Tumours in the Historical and Cultural Context of the 18th and 19th Centuries
DOI:
https://doi.org/10.14712/24645370.4578Keywords:
humoral pathology, pathological anatomy, tumour, cancer, cell theoryAbstract
The article traces the evolution of the medical paradigm from the ancient model of humoral pathology, which interprets diseases as imbalances in bodily fluids, toward pathological anatomy and experimental physiology. In the pathological-anatomical approach, the patient's internal organs cease to be mere “projection screens” of illness and instead become the actual “sites” of disease. This marks a shift from humoralism to localism or ontologism, wherein disease is no longer viewed simply as an abnormal quantity of natural humours but as a distinct entity in itself. By the 18th century, the pathological anatomy emerged as a field, replacing the ancient conception of tumours as coagulations of black bile. This was further advanced in the 19th century with the advent of cell theory, which conceptualized tumours as masses of excessively dividing cells that resist the organism's regulatory mechanisms while still being nourished by it, typically to the organism's detriment and death. The study focuses on the work of selected German- and English-speaking physicians in the 18th and, predominantly, the 19th centuries.
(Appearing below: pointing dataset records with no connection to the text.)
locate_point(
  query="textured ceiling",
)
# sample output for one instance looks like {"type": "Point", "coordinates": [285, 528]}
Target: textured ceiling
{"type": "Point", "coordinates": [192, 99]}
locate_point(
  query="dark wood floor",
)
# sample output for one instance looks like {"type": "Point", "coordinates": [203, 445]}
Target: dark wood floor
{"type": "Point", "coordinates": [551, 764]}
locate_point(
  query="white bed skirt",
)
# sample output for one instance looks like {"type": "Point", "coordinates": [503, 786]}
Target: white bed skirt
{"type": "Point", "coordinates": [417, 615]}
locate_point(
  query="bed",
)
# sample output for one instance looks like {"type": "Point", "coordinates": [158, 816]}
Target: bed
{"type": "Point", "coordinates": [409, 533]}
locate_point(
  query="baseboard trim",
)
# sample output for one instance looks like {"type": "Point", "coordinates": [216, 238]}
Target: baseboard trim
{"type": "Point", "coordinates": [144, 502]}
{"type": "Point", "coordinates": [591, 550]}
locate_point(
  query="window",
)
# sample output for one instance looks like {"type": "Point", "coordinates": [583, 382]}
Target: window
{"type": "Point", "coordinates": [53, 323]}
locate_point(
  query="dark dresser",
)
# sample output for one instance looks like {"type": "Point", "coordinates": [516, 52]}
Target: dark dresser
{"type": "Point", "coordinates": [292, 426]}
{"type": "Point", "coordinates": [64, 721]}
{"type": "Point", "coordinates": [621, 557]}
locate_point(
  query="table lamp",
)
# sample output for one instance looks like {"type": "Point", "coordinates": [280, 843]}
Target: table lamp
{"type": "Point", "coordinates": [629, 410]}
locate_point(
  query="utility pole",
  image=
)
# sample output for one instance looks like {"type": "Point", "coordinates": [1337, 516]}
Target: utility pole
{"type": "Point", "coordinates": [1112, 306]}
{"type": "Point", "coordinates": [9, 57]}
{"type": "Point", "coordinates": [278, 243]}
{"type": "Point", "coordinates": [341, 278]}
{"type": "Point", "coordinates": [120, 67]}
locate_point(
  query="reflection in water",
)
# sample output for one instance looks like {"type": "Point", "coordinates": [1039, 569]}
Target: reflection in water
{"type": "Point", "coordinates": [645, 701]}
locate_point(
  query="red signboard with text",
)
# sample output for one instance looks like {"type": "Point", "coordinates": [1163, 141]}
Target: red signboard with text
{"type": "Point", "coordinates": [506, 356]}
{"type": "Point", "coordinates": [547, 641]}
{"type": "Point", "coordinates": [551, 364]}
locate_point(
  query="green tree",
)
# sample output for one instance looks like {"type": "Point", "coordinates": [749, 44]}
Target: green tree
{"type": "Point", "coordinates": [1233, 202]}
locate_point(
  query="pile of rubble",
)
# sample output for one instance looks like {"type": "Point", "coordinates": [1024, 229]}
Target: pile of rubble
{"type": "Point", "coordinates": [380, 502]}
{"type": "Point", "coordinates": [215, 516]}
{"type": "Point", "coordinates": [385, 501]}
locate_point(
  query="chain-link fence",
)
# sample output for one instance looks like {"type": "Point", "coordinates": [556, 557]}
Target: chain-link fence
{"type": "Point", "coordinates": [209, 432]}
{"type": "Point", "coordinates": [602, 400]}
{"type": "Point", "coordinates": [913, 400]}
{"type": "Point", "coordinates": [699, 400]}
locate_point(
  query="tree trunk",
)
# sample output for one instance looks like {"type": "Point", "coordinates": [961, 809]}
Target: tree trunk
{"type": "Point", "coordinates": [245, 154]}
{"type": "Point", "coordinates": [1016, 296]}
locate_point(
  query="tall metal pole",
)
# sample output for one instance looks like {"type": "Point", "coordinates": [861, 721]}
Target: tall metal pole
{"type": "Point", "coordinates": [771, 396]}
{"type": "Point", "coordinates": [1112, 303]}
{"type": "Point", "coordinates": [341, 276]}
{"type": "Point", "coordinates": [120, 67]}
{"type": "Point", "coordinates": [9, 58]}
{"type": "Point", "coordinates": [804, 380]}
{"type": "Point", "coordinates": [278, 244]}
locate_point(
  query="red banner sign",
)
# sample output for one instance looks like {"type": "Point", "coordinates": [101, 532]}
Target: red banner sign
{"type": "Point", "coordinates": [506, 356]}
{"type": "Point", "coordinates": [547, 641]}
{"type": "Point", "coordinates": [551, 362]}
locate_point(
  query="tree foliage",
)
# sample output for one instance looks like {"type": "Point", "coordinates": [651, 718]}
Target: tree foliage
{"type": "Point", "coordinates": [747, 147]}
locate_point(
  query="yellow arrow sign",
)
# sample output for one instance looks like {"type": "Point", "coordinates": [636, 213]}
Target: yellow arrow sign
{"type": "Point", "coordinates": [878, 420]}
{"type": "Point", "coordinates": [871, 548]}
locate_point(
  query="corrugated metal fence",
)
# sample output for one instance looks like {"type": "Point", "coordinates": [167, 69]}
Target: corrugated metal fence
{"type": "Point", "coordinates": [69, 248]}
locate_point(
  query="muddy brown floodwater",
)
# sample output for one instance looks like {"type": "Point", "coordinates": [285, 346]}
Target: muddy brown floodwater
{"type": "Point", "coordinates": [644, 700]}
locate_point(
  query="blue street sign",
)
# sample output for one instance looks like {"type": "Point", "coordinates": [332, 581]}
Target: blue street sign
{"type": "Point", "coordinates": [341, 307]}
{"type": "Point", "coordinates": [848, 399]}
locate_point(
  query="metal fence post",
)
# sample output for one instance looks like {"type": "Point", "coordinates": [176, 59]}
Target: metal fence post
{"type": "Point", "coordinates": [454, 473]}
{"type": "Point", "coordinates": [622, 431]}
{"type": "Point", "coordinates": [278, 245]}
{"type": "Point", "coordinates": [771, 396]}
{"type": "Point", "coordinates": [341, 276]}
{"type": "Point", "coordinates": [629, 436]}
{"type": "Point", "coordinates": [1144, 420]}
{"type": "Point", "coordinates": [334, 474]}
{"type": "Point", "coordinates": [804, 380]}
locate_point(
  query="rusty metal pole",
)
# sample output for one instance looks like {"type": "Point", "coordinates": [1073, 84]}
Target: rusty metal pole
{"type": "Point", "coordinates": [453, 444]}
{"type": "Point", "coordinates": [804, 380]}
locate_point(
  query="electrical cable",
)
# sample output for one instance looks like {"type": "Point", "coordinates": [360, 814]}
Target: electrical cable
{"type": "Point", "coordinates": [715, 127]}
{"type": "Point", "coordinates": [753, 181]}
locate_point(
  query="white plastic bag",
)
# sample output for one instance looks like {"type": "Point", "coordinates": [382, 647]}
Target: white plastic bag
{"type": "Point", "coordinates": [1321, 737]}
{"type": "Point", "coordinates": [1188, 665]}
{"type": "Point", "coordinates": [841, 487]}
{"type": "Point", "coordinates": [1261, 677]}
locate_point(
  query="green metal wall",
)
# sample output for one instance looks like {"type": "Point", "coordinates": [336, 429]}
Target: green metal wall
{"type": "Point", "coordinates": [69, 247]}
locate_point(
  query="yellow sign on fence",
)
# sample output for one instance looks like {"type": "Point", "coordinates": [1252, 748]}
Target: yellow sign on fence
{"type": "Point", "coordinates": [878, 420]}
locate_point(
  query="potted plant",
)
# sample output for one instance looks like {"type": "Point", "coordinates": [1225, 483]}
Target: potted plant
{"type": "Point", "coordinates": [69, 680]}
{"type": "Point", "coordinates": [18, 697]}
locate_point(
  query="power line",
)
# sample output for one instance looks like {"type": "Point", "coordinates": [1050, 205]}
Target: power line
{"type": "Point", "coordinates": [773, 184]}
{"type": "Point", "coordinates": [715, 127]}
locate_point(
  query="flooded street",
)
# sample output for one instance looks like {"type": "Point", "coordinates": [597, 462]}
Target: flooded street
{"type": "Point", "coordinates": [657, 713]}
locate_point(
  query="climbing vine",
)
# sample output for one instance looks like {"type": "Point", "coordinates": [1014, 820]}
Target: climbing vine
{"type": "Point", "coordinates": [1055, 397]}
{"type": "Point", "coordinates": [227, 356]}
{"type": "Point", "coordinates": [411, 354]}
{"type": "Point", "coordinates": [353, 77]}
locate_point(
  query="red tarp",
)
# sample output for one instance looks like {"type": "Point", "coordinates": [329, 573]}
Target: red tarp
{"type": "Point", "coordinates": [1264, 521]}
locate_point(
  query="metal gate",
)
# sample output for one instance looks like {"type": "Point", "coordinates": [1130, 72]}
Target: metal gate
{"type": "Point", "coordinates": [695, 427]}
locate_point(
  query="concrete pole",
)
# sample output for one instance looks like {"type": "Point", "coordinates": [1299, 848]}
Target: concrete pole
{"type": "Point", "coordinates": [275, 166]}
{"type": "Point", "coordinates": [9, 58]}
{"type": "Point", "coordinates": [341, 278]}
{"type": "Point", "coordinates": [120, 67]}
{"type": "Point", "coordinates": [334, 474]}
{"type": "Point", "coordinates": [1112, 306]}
It concludes by identifying two primary reasons for the understanding of tumours as independent parasitic entities. The first reason is the systematic cultivation of pathological anatomy in dissection rooms, alongside the development of light microscopy and histological research. The second reason lies in the societal transformations in 19th-century Europe, where absolutist states evolved into civil societies, fostering the notion of the organism as a “cellular state”—a collection of units leading both individual and collective lives. The application of this concept to tumours is evident throughout the histories of the 19th, 20th, and 21st centuries.